Showing posts with label anger. Show all posts
Showing posts with label anger. Show all posts

Tuesday, April 22, 2014

I don't know anything. Not for sure, but I can guess.

I guess that you are keeping your distance on purpose.

Either you didn't mean anything you said, and are staying away for that reason.

Or even worse, you meant everything. And you can't stand to see me because you know the damage you've done to someone you love.




Wednesday, April 9, 2014

A friend told me a story once, about a girl he worked with but didn't like. She had given notice, and on her last shift she casually leaned over and whispered to him: I hope I never see you again.

Someday I might see you around, and I might sidle up to whisper: You were never my friend.

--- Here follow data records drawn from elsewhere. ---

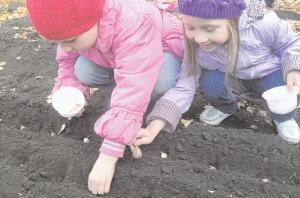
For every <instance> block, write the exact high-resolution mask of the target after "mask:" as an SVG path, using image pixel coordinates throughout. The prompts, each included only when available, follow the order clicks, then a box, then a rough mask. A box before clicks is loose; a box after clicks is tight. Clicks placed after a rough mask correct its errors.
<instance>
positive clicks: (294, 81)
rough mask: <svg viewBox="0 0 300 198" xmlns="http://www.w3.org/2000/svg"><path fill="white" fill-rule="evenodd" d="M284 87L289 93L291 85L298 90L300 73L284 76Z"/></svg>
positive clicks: (288, 74) (289, 72)
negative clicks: (284, 87) (297, 88)
mask: <svg viewBox="0 0 300 198" xmlns="http://www.w3.org/2000/svg"><path fill="white" fill-rule="evenodd" d="M286 85H287V88H288V90H289V91H292V89H293V85H295V86H297V87H299V88H300V72H299V71H295V70H294V71H291V72H289V73H288V75H287V76H286ZM298 94H299V93H298Z"/></svg>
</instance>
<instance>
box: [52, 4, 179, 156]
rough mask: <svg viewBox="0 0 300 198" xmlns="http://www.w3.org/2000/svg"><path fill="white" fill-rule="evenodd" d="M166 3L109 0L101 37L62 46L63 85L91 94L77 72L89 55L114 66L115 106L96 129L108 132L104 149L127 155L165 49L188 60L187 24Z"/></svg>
mask: <svg viewBox="0 0 300 198" xmlns="http://www.w3.org/2000/svg"><path fill="white" fill-rule="evenodd" d="M164 8H166V6H165V5H163V4H155V5H152V4H150V3H148V2H146V1H140V0H136V1H132V0H106V3H105V6H104V8H103V14H102V17H101V19H100V21H99V37H98V39H97V41H96V43H95V45H94V47H93V48H92V49H89V50H88V51H78V52H75V53H74V52H68V53H64V52H63V51H62V49H61V48H60V46H58V49H57V57H56V60H57V62H58V63H59V70H58V79H57V84H56V85H55V87H54V89H53V93H54V92H55V91H56V90H58V89H60V88H61V87H64V86H72V87H76V88H78V89H80V90H81V91H82V92H83V93H84V95H85V97H86V99H87V100H88V99H89V97H90V96H89V88H88V87H87V86H86V85H84V84H82V83H81V82H80V81H78V80H77V79H76V77H75V76H74V68H73V67H74V64H75V62H76V59H77V57H78V56H79V55H83V56H85V57H87V58H89V59H90V60H92V61H93V62H95V63H96V64H98V65H101V66H103V67H109V68H114V77H115V81H116V83H117V86H116V88H115V89H114V90H113V92H112V96H111V109H110V110H108V111H107V112H106V113H105V114H104V115H102V116H101V117H100V118H99V119H98V120H97V122H96V123H95V126H94V129H95V132H96V133H97V134H98V135H100V136H102V137H104V141H103V143H102V146H101V148H100V151H101V152H103V153H105V154H108V155H112V156H115V157H122V156H123V153H124V149H125V145H131V144H132V143H133V142H134V140H135V138H136V134H137V133H138V131H139V130H140V128H141V125H142V121H143V115H144V113H145V111H146V109H147V105H148V103H149V100H150V96H151V92H152V90H153V87H154V85H155V82H156V80H157V77H158V74H159V71H160V68H161V66H162V62H163V54H162V52H163V51H166V52H170V53H172V54H174V55H176V56H177V57H178V58H179V59H182V56H183V48H182V39H181V33H182V31H181V24H180V21H179V20H177V19H176V18H175V17H174V16H172V15H170V14H168V13H167V12H165V11H164V10H163V9H164Z"/></svg>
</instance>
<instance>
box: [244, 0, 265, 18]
mask: <svg viewBox="0 0 300 198" xmlns="http://www.w3.org/2000/svg"><path fill="white" fill-rule="evenodd" d="M265 1H267V0H265ZM265 1H263V0H250V2H248V4H247V9H246V10H247V15H248V16H249V17H252V18H255V19H261V18H263V17H264V16H265V9H266V2H265Z"/></svg>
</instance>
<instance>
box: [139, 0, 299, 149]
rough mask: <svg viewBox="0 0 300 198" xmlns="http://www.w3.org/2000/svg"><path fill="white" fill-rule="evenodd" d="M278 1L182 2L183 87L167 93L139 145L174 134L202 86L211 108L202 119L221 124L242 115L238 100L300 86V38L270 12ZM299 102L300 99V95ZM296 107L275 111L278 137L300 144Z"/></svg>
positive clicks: (180, 3) (157, 107)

Tuesday, November 25, 2008

Letting go, part 1 of 3: a letter

Dear sir,

I've had a lot of time to think about things. About the situation in
general, about everything that was said or not said, about your
actions and mine. (I wanted to actually write and send this to you
before I realized it wouldn't make a difference really, and also I
don't owe you anything, not even the courtesy of hate mail.)
I think you are the very worst kind of person, and you don't deserve
any of the small amount of happiness or friends that you have.
I'm sorry I ever met you; I'm definitely sorry I cared about you, and
I hope I never see you again. I don't even want to hear your name. You
are worse than dead to me: you don't even exist.
What you don't yet realize is that this city is mine. This is the
world I absolutely belong in. You may have almost succeeded in taking
that away, but I'm better than you, stronger than you. I won't let you
destroy me.


This will be the last time you are spoken of. good luck being
miserable, asshole.

Tuesday, November 4, 2008

Who named the days?

Piece by piece, I cut you out of my heart.
Now I am reclaiming everything that is mine. Astoria park, the
hellgate, the village, trembling blue stars.
I finally picked up the pile of clothes and washed everything that
smelled like you.
I may have let you break me, but I won't spend a single second more
crying over you or wishing things were different. You're most
definitely going to die alone and sad and that's the best revenge I
could hope for. However, congratulations are in order: you made it to
#4 on my top 5 list of biggest cocksuckers of all time, and I've only
known you since September.

...now if I only had the balls to say all this to your face.